Companies run the risk of paying hefty penalties for noncompliance for reasons including:
  • Lack of awareness
  • Deprioritizing nonincome-generating projects
  • Simple failure to understand the laws

Although experts continue to discuss and translate the ramifications of the rulings, certain concepts are clear: CEOs and CFOs assume authority and accountability for accuracy of records, and CIOs or IT divisions ensure effective implementation and technical compliance.

Kahn said the SEC's 240.17 a-4 regulation spells out the requirements for electronic storage of information and records, and the responsibility to "get it right" falls largely on technology professionals.

In recent court cases, technology professionals' "innocent" conduct has been called into question, he said. For example, recycling backup tapes without regard to the legal reasons for retaining their contents has been viewed as destruction of evidence.

Explore compliance options
Fortunately, tech pros who are directed to "make sure we comply" have plenty of options to consider.
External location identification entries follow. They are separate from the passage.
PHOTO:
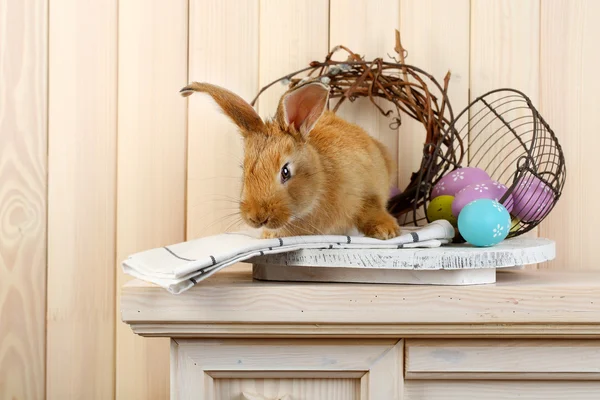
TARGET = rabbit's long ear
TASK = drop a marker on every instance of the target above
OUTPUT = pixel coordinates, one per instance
(236, 108)
(302, 107)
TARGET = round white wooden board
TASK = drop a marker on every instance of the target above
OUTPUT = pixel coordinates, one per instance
(456, 264)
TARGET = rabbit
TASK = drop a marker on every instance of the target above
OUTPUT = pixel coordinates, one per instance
(306, 171)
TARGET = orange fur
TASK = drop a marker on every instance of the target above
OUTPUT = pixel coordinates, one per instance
(340, 175)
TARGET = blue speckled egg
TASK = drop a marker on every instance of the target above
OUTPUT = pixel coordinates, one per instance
(484, 222)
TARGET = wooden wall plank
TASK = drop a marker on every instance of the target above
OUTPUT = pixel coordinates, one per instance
(351, 25)
(81, 199)
(23, 201)
(435, 34)
(152, 139)
(223, 51)
(569, 102)
(505, 46)
(292, 34)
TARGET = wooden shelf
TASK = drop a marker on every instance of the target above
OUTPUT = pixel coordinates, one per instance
(231, 304)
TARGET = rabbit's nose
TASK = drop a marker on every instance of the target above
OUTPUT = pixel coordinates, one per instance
(259, 220)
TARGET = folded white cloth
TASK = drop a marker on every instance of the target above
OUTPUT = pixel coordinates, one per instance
(180, 266)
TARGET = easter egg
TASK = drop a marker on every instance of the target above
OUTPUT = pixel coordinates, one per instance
(488, 189)
(532, 198)
(441, 208)
(458, 179)
(515, 225)
(484, 222)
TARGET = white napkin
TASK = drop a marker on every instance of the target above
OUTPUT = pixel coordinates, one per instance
(180, 266)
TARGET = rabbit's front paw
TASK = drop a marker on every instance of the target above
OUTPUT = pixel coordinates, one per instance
(382, 226)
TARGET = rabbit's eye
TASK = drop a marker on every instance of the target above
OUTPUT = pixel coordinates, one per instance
(285, 173)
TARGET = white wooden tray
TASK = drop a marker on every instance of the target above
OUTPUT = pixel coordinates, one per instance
(456, 264)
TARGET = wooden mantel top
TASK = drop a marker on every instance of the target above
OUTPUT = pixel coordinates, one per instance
(534, 303)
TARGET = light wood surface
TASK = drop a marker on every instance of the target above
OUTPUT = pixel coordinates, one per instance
(506, 390)
(367, 275)
(506, 359)
(292, 34)
(505, 46)
(370, 40)
(569, 87)
(435, 34)
(223, 50)
(215, 368)
(275, 389)
(23, 201)
(152, 164)
(520, 303)
(58, 179)
(82, 124)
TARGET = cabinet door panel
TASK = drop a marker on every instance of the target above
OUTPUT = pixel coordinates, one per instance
(287, 369)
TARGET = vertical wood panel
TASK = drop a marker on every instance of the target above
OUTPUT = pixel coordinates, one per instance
(352, 24)
(23, 177)
(292, 34)
(570, 85)
(151, 167)
(436, 36)
(81, 199)
(223, 51)
(505, 48)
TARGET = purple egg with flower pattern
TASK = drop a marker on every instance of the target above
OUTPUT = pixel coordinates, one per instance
(457, 180)
(488, 189)
(532, 198)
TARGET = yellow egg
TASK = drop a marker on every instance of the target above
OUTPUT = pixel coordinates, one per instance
(514, 225)
(441, 208)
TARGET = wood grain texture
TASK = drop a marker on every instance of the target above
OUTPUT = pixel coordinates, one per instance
(152, 166)
(313, 389)
(506, 390)
(495, 359)
(351, 25)
(569, 90)
(315, 369)
(81, 199)
(505, 46)
(542, 298)
(435, 34)
(292, 34)
(223, 50)
(23, 201)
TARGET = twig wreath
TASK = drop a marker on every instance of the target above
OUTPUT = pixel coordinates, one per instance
(501, 128)
(406, 87)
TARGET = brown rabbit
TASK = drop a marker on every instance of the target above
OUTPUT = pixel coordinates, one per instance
(307, 171)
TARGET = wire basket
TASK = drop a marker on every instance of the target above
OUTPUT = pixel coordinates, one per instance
(502, 133)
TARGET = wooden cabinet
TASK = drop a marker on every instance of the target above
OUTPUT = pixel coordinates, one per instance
(532, 335)
(326, 369)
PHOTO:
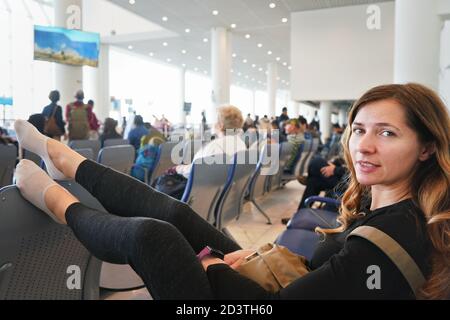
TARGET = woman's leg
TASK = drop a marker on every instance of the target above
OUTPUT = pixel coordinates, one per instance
(155, 250)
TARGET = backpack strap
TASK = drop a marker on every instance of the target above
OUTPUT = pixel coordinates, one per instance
(404, 262)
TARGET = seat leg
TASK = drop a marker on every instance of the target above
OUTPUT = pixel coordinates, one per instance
(262, 212)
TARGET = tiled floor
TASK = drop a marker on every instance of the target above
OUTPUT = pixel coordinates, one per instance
(250, 231)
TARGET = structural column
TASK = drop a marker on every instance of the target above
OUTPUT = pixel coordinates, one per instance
(182, 96)
(325, 119)
(417, 42)
(220, 71)
(272, 73)
(96, 84)
(68, 79)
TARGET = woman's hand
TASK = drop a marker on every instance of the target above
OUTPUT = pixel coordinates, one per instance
(236, 258)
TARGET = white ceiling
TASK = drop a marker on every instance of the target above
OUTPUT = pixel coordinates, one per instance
(253, 17)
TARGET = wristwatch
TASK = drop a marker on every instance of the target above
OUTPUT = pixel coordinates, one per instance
(208, 251)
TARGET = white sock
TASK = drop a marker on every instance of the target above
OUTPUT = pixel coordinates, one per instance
(33, 183)
(32, 140)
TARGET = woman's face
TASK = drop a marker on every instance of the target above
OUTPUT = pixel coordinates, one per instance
(384, 150)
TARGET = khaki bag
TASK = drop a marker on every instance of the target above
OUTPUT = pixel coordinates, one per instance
(274, 267)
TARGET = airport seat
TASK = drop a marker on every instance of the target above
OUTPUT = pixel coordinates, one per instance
(113, 277)
(95, 145)
(115, 142)
(231, 202)
(87, 153)
(120, 158)
(8, 156)
(39, 258)
(164, 159)
(309, 218)
(207, 180)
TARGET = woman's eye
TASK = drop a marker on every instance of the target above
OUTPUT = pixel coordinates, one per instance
(387, 133)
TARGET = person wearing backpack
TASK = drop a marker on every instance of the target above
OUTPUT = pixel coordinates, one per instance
(77, 115)
(54, 124)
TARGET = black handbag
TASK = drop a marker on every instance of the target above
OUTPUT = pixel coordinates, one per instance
(171, 184)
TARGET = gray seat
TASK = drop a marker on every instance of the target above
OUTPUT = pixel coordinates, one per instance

Your course of action toward compliance could be to:
  • Hire: A quick online search for SEC specialists and consultants should provide a shortlist of outsourcing options.
  • Build: If resources and expertise are available in-house, building a system that supports functionality, which meets retention compliance, should be worth considering.
  • Buy: If your company is more inclined to say, "Why build if we can buy?" the leading records/information management solutions providers to see are:
    EMC Corporation. The Centera Compliance Edition™ content addressed storage (CAS) is currently the only disk-based WORM device that facilitates compliance with the most stringent regulatory requirements.
    Legato Systems Inc. Soon to be acquired by EMC Corporation, Legato developed the EmailXtender for enterprise data storage and content management for electronic messaging, supporting Microsoft Exchange/Outlook, Lotus Notes/Domino, UNIX Sendmail, and Bloomberg Mail.
    Nexic. The Discovery e-mail product line addresses Novell's GroupWise.
    eManage Inc. A developer of e-mail lifecycle management and electronic records management products, eManage integrates its solutions with Exchange and SharePoint Portal Server.
    Lotus and Microsoft. For small/medium-size organizations, the native functionality of enterprise e-mail systems such as Notes and Exchange can be configured in a way that may support basic retention needs.

Set up a strategy
"Satisfying laws and regulation regarding records retention does not require a particular technology," Kahn added. "But implementing good, trustworthy computing environments is essential in today's legal and business environment." Therefore, before building or buying a system, "companies should develop a compliant e-record strategy and corresponding policy," he said.

Kahn suggested a number of ways IT departments can take a holistic and compliant approach to e-mail management:
  • Develop an e-mail retention policy that is based on legal requirements and business needs.
  • Don't throw the baby out with the bath water; instead, develop rules for methodical retention of e-mail records and proper disposal of "nonrecords."
  • Communicate with the help of senior management for enterprise-wide buy-in of retention strategies.
  • Train employees and advise them to refrain from writing unsubstantiated personal opinions in e-mail, which may be taken out of context and used against the company in a lawsuit.
  • Audit and monitor conduct, make sure to discipline as appropriate, and correct problems.

"E-mail is the way that business happens today," Kahn said. "It is not merely a bunch of lunch appointments, but rather all sorts of business content that requires real management. Manage it and it makes your business happen 'faster, better, cheaper.' Fail to properly manage e-mail and it can become a major source of liability, inconvenience, and expense."